Conformément au pacte pour l’euro plus promu par Nicolas Sarkozy et Angela Merkel, la Commission européenne a rendu mardi son verdict annuel sur le programme de stabilité actualisé de la France pour la période 2011-2014. Comme elle l’a déjà fait en 2010, la Commission doute de la capacité du gouvernement français à respecter les engagements du pacte et particulièrement à revenir à un déficit public inférieur à 3 % du PIB au plus tard en 2013. « Le scénario macroéconomique sur lequel se fondent les projections budgétaires est trop optimiste », écrit-elle dans la recommandation transmise à Paris, laissant entendre que les prévisions de croissance de l’économie française présentées sont « gonflées » par rapport aux possibilités réelles.

À partir de ce constat réaliste – l’austérité tue la croissance –, Bruxelles propose pourtant d’en rajouter et réclame que Paris fasse « un effort budgétaire annuel moyen supérieur à 1 % du PIB sur la période 2010-2013 », en réduisant davantage la dépense publique.
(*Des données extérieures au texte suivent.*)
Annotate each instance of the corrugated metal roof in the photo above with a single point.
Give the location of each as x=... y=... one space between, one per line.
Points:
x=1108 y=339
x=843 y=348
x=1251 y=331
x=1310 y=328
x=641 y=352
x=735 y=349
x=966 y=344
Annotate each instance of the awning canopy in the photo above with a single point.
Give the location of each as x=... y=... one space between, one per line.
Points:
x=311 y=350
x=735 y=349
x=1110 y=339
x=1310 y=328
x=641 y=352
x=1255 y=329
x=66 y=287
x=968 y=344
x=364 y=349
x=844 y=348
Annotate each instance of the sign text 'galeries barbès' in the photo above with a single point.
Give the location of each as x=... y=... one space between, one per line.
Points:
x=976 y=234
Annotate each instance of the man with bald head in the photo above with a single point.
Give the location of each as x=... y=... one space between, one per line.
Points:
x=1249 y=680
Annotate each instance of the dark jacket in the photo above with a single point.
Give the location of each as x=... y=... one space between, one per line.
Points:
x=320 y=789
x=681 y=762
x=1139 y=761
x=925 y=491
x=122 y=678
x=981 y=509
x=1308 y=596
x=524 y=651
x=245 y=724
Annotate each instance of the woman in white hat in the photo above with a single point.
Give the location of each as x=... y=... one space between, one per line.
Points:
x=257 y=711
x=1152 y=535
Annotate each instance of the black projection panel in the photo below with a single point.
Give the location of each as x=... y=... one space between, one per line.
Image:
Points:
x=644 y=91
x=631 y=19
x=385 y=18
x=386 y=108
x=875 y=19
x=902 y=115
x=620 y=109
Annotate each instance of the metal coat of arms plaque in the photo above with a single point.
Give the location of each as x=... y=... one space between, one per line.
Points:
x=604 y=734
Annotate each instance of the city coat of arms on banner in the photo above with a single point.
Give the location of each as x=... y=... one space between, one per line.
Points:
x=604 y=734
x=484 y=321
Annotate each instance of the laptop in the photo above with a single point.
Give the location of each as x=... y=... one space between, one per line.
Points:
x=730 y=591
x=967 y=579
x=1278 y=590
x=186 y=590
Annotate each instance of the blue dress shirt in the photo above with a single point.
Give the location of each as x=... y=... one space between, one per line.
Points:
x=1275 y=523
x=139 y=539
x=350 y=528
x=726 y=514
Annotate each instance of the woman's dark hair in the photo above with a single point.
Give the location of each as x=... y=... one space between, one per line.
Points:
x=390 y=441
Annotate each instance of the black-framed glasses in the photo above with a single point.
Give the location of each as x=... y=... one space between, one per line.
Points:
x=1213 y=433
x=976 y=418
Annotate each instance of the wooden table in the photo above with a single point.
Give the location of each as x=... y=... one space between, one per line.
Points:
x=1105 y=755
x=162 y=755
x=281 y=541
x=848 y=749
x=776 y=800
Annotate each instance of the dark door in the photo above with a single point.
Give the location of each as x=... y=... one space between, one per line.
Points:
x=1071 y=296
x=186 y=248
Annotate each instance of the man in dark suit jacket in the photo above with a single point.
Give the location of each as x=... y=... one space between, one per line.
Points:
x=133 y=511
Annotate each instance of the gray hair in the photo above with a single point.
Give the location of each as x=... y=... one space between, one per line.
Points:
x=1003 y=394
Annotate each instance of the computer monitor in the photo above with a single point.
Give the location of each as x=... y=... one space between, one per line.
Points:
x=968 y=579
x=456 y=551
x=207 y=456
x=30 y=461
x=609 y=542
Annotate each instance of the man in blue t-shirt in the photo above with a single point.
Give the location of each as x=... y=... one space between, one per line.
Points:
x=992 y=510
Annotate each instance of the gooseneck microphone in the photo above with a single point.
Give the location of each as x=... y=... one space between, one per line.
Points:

Considérant qu’en France « la législation actuelle sur la protection de l’emploi reste trop stricte », la Commission invite le gouvernement à rogner encore davantage les dispositions sécurisant les CDI. Par ailleurs, si elle félicite l’équipe de Nicolas Sarkozy d’avoir freiné la hausse du salaire minimum, elle laisse entendre qu’il faut aller plus loin, car le smic français « reste l’un des plus élevés de l’Union européenne par rapport au salaire médian ».

Considérant que « les impôts et les charges sociales » sur les entreprises sont élevés en France, la Commission recommande de transférer la charge vers la TVA et une taxe environnementale. D’une façon générale, elle considère que le programme de réformes ultralibérales du gouvernement doit aller plus loin. Sans aucun doute, les apparatchiks bruxellois veulent inciter la droite française à se « lâcher », à ne pas se laisser impressionner par l’échéance de 2012. La Commission affirme enfin déplorer qu’une « incertitude politique » entoure la réforme visant à inscrire dans la Constitution l’obligation de pratiquer une politique d’austérité budgétaire. Il est vrai que l’on ne peut pas tout avoir, même si l’on a déjà pas mal obtenu.

  • DANS LA LOGIQUE DU PACTE POUR L’EURO PLUS

Les oukases ultralibéraux de la Commission adressés à la France ne constituent pas une initiative de l’appareil bruxellois, ils sont dans le droit fil des réformes engagées par les dirigeants de l’Union européenne et de la zone euro en 2010 et 2011 et qui visent à réduire la dépense et les prélèvements publics au profit des intérêts privés. C’est ainsi que le pacte pour l’euro plus adopté en mars dernier demande aux gouvernements de la zone d’inscrire l’obligation de l’équilibre budgétaire dans la Constitution ou une loi-cadre.